Lesson 1 - Dataset Issues - GCP

I tried to use an image dataset found online to build a CNN based on lesson 1 and 2 teachings, but I had an issue loading it into the Google Cloud Platform Consol. I simply didn’t know how to do it.
I copied/pasted the CurlWget code to download the dataset via my terminal but I didn’t know where to get it from. The downloading was complete but the dataset was nowhere to be found (or I didn’t know where to look). How can one usually upload a dataset on a Jupyter Notebook acquired this way?
Also, if I manage to know where the dataset is and load it successfully, can I still use the untar_data function? The dataset is in zip format and needs to be unzipped. Untar_data does that perfectly (based on the video of the course) but it needs a url as an argument. From where can I get this url? CurlWget doesn’t provide that.
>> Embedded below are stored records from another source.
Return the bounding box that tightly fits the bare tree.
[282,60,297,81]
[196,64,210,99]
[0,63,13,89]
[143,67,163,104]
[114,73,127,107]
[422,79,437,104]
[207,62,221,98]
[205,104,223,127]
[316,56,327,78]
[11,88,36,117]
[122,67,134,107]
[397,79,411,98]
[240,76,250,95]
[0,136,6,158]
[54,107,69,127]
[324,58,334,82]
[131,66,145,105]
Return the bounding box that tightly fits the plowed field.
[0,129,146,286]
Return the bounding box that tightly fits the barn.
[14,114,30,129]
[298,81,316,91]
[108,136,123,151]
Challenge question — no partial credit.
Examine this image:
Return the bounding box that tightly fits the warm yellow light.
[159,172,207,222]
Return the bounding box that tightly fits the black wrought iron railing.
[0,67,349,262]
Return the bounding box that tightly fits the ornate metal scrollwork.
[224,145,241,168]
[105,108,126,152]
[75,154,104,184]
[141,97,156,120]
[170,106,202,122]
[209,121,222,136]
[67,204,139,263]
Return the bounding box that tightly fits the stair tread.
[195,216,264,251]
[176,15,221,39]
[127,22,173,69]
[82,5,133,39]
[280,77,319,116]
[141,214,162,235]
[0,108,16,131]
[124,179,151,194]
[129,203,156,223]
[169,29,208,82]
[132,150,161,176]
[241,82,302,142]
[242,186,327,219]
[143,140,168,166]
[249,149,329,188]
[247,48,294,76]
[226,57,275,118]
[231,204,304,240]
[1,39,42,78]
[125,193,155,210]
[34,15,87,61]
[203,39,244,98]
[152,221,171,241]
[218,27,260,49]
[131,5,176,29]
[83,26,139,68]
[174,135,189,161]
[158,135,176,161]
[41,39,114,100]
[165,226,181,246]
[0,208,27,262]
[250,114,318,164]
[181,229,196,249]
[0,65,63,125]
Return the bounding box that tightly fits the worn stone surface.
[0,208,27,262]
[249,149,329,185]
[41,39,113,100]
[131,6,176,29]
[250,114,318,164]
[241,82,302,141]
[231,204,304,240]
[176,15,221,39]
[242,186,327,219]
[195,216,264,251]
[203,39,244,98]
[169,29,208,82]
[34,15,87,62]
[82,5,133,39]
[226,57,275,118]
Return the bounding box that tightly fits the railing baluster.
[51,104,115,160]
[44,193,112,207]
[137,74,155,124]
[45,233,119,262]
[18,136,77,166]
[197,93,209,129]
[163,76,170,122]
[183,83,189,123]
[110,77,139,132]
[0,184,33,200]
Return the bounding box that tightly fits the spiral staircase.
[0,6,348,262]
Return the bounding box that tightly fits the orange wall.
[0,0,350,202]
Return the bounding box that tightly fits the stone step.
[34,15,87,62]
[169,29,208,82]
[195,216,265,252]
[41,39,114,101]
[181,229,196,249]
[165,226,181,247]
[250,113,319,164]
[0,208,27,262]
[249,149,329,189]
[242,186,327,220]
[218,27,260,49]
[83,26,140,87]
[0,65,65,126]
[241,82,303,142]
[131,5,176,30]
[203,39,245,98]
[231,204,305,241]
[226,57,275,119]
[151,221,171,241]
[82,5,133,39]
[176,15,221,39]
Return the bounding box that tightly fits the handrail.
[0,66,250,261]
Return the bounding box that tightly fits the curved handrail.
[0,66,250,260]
I think I am basically asking how to download a dataset from the web and use it on a Jupyter Notebook hosted on Google Cloud.
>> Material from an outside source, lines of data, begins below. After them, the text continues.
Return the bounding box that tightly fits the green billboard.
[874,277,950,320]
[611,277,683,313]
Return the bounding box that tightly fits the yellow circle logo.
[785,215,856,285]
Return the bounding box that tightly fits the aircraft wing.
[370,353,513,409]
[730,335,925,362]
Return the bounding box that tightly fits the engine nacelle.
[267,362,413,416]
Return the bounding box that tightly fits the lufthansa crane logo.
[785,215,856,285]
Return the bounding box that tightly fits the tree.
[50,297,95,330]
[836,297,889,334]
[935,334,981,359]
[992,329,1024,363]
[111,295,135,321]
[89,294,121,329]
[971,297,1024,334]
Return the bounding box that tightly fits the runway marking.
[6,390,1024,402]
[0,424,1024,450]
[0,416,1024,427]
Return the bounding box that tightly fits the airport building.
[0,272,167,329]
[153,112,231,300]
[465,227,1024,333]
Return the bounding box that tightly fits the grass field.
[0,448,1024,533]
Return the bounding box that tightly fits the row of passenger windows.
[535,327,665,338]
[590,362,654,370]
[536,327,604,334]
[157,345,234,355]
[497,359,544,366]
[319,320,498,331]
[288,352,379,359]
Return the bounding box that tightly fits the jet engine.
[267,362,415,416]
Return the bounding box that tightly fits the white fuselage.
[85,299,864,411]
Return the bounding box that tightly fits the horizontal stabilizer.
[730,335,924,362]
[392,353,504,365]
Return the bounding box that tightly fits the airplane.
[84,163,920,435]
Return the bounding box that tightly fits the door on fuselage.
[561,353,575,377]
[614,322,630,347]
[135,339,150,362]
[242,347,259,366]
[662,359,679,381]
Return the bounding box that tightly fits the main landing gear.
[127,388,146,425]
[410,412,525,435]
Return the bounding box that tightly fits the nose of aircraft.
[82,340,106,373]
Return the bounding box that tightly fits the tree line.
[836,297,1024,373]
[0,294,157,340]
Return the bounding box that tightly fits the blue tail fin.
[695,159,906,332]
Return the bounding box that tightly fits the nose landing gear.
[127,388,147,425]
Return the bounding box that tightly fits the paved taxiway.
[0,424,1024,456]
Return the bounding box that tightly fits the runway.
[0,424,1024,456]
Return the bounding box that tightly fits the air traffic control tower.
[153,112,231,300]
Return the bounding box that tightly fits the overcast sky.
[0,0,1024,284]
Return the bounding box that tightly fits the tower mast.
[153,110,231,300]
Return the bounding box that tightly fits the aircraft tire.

I tried a different approach and retrieved the direct link of the dataset (which ends with .zip) and copied and pasted it as an argument to the untar_data function. Problem: i get this error: "Downloaded file {fname} does not match checksum expected! Remove that file from {data_dir} and try your code again. What should I do?


Did you find a solution to the checksum issue. I am having the same issue. I will let you know if I figure it out.

For anyone else out there who has similar issues:

I never resolved the untar_data checksum issue but realized I didn’t need to use the function to get my data onto my instance. I uploaded the tar file using the notebook upload button and then un-tarred the file into the location I wanted from the terminal command line. Then the data could be used by:

data = ImageDataBunch.from_folder(path, train=".", valid_pct=0.2,
ds_tfms=get_transforms(), size=224, num_workers=4).normalize(imagenet_stats)

i.e. specifying the training files are in the current directory (train=".") and to take 20% of these files as the validation data (valid_pct=0.2). This is explained in lesson 2.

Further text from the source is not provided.